The parties to a PPLI contract is well understood and the same as traditional life insurance. The figure below illustrates the parties involved to the policy.
Figure 1: Relationships of the policyholder, insured person and beneficiary to the insurance company
The insurance company issues the policy, the policyholder takes out the policy on the life of the insured person and the beneficiary (often multiple) receive a payout in the event of death (or other insured event). Nothing new here - Insurance 101.
PPLI differs with the segregation of assets underlying the policy, the involvement of an independent asset manager and a custodian bank. Assets are transferred to a custodian bank, a depot account for the securities is set up, an asset manager is nominated who manages the assets in the account according to a predefined strategy chosen by the policyholder.
In Switzerland, a life insurance policy generally directly involves four parties:
- The Insurance Company: which issues the policy and provides coverage to the policyholder in return for payment of the insurance premium, which may be a lump sum or a series of regular payments.
- The Policyholder: who takes out the policy enters into a contract with the insurer and receives coverage for him/herself and/or other persons (beneficiaries). A legal entity such as a company or foundation, but also a trust, can be the policyholder. As the contracting partner, the policyholder owes the insurance premiums that need to be paid to the insurer in return for providing insurance coverage.
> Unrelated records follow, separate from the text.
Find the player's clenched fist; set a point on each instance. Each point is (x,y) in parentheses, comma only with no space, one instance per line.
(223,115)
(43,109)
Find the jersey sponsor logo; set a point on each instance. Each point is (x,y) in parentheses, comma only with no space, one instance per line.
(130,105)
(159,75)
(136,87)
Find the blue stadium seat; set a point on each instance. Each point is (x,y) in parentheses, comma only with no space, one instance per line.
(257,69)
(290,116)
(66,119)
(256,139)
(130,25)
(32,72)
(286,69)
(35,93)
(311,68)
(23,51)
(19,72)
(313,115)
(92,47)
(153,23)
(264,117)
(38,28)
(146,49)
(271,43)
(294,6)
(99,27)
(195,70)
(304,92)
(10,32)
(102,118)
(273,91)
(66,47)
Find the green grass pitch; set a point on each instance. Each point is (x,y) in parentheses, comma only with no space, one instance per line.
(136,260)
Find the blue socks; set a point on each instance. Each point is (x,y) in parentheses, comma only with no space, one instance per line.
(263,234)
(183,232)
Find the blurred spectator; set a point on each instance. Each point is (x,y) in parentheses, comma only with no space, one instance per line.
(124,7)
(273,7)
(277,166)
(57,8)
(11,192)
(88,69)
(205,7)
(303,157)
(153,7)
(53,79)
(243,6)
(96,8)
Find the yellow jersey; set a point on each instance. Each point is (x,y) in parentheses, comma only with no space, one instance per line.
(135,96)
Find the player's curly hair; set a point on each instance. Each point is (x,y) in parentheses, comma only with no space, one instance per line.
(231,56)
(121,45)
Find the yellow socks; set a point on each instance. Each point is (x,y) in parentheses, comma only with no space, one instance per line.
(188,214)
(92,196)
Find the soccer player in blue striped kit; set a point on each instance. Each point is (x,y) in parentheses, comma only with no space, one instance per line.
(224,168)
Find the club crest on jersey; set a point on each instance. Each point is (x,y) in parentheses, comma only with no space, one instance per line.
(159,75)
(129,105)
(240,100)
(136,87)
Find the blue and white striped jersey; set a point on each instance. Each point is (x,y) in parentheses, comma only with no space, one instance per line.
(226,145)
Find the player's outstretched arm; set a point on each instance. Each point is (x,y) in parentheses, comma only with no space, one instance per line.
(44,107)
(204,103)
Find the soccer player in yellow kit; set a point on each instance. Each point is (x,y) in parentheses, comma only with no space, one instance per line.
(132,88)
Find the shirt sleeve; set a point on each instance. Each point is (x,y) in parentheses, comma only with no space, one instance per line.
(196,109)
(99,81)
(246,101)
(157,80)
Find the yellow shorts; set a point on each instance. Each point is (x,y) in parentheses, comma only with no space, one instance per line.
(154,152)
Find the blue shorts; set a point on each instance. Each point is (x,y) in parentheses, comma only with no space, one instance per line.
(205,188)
- The Custodian Bank where the assets are deposited for safekeeping and management
- The Asset Manager who manages the assets – receives a Power of Attorney from the Insurance Company.
- The Insured Person: - whose life the insurance policy covers. This can, but need not be, the same person as the policyholder, but it must be a natural person.
- The Beneficiary(s): – who receive payments from the policy on the death of insured person or occurrence of the insured event. The beneficiary(s) are those persons designated by the policyholder to receive the specified capital from the insurer at either a specified date in the future (DVA) or in the case of the insured persons death - the insured event (VUL). Also, the beneficiary can be a legal entity or a trust and must not necessarily be a natural person.
The figure below shows the basic structure.
Figure 2: Participants to a policy - How does unit linked life insurance work?
A further advantage is the separation of duties. Assets are:
- Controlled by the Policyholder
- Owned by the Insurance Company
- Located at the Custodian Bank
- Managed by the Asset Manager
There is full separation of control, ownership, management and location of the assets. This can confer certain additional benefits, eg., sucession planning. Depending on jurisdiction, the policyholder can retain anything from zero to full control of the underlying assets. In most cases, the policyholder can continue to maintain some level of direction.
The content of this article is intended to provide a general guide to the subject matter. Specialist advice should be sought about your specific circumstances.